In my last article I made the case that collaboration can be more effective than competition when it comes to winning in the marketplace. Today let me suggest that another critical ingredient for winning, whether personally or professionally, is finishing.
Duh. Wouldn’t everyone agree you can never win unless you finish? Before you answer, take a look at your to-do list. How many items did you scratch off this week? How many strategic initiatives did your organization begin over the last 24 months, and how many were completed? Of all the projects on your plate today, how many are carryovers from last month or last year?
It is a lot easier to start something than to finish it. Our culture rightly recognizes the benefits of creativity and idea generation. We admire innovators, start-ups, and visionaries. Yet the less-glamorous task of shepherding new initiatives from inception through completion is often overlooked and undervalued. It is one thing to imagine a new product or service, but channeling the necessary energy, intelligence, and time to turn something imagined into something done is another thing altogether.
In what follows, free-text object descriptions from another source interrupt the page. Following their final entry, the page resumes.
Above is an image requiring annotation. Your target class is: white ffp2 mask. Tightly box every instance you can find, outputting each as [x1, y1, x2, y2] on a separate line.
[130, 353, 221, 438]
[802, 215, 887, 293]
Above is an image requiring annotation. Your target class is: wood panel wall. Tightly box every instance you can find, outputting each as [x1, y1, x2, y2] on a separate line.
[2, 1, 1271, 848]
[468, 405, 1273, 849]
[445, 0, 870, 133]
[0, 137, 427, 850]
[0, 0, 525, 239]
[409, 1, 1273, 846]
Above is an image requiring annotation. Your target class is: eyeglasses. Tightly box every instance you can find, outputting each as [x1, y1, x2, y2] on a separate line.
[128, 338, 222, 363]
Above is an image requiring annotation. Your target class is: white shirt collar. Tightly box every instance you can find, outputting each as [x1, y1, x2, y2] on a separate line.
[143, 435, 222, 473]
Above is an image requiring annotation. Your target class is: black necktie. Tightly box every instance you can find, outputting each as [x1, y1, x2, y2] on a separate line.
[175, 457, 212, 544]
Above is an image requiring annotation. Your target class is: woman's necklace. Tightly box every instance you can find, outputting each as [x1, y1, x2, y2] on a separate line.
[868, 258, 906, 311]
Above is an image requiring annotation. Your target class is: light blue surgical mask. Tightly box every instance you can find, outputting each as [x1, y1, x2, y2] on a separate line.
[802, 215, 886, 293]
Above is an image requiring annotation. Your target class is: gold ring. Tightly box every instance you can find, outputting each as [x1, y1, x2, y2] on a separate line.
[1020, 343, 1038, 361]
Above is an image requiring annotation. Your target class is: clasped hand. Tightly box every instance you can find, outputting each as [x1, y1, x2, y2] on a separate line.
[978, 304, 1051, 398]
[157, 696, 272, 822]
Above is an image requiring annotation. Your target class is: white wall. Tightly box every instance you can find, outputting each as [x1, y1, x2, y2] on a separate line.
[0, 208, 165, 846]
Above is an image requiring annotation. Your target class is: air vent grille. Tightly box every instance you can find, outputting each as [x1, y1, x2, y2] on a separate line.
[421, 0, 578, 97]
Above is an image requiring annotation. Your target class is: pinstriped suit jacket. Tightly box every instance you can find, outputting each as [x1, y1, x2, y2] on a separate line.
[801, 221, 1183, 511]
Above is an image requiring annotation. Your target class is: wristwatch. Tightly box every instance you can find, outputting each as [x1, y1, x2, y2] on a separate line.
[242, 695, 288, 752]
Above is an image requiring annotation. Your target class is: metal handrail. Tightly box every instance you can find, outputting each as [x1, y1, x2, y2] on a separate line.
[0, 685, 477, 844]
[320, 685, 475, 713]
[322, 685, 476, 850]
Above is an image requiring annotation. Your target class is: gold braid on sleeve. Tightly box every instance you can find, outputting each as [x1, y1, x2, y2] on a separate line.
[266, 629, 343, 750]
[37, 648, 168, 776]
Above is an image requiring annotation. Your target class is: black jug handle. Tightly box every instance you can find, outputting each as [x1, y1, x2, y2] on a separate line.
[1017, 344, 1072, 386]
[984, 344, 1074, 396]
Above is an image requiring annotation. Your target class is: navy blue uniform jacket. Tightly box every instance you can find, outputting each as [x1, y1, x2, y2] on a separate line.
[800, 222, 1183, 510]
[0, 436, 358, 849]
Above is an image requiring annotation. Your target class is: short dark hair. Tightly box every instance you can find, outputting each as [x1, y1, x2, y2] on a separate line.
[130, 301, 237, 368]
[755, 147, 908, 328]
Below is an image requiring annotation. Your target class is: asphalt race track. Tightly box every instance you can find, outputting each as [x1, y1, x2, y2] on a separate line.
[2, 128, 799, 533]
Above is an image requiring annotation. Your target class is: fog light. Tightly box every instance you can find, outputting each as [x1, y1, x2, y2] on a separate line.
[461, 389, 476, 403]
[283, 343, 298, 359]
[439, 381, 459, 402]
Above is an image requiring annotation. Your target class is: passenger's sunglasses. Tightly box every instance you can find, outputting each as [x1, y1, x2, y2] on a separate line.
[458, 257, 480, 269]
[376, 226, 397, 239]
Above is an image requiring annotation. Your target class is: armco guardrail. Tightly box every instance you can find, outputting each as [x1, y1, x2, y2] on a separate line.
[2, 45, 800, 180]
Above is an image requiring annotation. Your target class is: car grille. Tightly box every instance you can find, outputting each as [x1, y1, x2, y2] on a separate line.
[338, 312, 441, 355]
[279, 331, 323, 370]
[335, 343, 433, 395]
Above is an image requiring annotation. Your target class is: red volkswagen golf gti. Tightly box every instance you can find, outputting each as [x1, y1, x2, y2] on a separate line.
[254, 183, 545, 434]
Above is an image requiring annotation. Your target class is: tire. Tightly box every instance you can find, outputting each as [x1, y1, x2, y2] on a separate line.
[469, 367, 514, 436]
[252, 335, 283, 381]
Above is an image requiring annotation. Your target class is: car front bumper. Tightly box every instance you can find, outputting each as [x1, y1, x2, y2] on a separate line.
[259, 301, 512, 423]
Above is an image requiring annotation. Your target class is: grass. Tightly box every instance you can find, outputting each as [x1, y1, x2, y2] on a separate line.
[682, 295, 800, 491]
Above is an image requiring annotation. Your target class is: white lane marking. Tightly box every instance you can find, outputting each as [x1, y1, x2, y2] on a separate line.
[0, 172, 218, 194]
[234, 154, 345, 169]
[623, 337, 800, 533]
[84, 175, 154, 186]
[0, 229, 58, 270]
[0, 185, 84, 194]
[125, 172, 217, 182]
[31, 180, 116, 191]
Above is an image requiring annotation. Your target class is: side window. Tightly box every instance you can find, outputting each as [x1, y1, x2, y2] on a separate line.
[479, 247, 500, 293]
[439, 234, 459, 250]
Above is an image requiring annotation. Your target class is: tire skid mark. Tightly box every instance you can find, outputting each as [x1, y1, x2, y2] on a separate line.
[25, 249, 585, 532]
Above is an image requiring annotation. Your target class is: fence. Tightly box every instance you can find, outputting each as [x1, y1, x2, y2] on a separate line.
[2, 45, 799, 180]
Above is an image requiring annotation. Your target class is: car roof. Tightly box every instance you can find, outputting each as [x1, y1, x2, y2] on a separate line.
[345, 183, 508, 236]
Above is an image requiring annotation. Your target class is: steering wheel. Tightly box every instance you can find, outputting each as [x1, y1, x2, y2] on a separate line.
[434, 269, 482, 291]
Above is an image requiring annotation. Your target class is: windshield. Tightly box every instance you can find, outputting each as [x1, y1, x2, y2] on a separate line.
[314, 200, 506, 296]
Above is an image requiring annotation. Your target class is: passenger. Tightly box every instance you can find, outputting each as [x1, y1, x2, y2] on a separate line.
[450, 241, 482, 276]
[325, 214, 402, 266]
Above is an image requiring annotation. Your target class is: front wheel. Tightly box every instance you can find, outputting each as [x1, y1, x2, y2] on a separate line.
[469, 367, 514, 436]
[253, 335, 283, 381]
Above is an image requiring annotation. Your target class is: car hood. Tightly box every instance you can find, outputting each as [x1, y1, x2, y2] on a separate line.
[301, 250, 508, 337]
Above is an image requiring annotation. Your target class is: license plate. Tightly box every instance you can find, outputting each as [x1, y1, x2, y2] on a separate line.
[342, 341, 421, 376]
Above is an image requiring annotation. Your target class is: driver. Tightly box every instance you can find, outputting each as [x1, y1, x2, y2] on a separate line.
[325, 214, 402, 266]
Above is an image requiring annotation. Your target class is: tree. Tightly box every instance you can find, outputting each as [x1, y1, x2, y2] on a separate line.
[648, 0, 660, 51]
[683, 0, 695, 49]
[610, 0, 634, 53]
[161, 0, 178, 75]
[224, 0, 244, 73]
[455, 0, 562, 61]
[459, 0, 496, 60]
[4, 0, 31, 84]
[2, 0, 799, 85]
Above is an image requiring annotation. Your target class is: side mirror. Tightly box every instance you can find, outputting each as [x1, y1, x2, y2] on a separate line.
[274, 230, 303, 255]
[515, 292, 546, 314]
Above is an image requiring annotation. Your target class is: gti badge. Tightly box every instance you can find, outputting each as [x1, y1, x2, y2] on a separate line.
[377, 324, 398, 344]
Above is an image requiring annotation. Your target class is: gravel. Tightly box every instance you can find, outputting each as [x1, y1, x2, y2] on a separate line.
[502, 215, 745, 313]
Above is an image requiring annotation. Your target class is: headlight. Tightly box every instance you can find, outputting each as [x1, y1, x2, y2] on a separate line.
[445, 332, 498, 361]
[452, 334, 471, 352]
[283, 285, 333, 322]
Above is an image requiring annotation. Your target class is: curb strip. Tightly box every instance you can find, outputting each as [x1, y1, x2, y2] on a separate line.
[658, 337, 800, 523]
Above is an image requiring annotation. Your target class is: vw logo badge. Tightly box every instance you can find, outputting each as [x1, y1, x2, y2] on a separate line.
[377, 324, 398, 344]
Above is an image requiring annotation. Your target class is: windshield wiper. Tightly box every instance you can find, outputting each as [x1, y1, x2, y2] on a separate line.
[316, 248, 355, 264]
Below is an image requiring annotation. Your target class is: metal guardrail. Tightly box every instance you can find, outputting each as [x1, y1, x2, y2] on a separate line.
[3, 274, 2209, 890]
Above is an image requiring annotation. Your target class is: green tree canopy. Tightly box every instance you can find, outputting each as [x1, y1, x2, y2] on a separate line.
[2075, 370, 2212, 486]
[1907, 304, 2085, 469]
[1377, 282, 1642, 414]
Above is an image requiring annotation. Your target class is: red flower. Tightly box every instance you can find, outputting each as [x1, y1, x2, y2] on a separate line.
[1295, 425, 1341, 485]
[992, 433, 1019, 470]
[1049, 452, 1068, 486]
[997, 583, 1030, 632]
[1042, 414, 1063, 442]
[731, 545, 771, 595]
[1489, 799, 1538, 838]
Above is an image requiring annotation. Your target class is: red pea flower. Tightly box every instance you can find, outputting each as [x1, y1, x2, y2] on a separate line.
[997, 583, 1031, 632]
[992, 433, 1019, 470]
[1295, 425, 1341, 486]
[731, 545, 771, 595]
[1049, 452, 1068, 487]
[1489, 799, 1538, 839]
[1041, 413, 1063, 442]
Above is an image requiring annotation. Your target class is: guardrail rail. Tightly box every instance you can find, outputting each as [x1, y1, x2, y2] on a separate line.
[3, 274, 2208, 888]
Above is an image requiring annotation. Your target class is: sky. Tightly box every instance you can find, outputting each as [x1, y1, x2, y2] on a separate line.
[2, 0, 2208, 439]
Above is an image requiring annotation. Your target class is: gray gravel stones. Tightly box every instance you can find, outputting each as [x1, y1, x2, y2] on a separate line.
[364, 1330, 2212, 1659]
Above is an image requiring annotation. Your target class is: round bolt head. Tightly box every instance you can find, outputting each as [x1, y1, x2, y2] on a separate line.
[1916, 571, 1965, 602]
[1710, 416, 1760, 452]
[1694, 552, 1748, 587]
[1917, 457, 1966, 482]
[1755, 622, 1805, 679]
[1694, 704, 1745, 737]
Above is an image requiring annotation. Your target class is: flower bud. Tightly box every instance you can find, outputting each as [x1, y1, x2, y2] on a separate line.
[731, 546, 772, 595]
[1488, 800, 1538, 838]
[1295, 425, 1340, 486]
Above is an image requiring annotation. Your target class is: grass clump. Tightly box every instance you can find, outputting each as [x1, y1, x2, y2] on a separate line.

The result of fewer finishes than starts is a growing, muddled set of priorities. Assuming our resources are limited, then the larger the number of needs competing for those resources, the less able we will be to satisfy any of the needs well. In business, this can translate into underfunded new project launches, missed deadlines, unsatisfied customers and disillusioned employees. In our personal relationships, we may find ourselves exhausted from attending to good things we have started while failing to deliver on the excellent things most important to those we love most.
Life and business are too complicated to be handled singularly and sequentially. If we agree that a fully engaged life requires doing more than one thing at a time, then how do we ensure the right things get done? How do we become good finishers?
- Stop starting stuff. One of the most important yet difficult disciplines necessary to finish well is to limit the things we are willing to undertake to begin with. It seems easier to tell someone “yes” in the moment and deal with the consequences of unmet expectations later than to do the hard work of saying “no” and defending our reasoning now.
- Start stopping stuff. One of my favorite soapboxes is to complain about the inclination of churches and governmental organizations toward starting great new things, but never having the courage to admit when it is time to discontinue them. To be a strong finisher in the important things requires a tenacious commitment to simplify, prioritize, eliminate, and narrow the number of “shiny things” demanding our attention.
- One thing at a time. While multitasking is alive and well and required of all of us to some extent, the ability of individuals and organizations to focus full attention and abundant resources on the highest priority task or project for a specified period of time is a key discipline for effective finishers. The shotgun approach for time and energy management is a likely recipe for lost productivity.
It might be said that finishing is a lost art in our culture today, but for those who can do it well, it is a differentiator.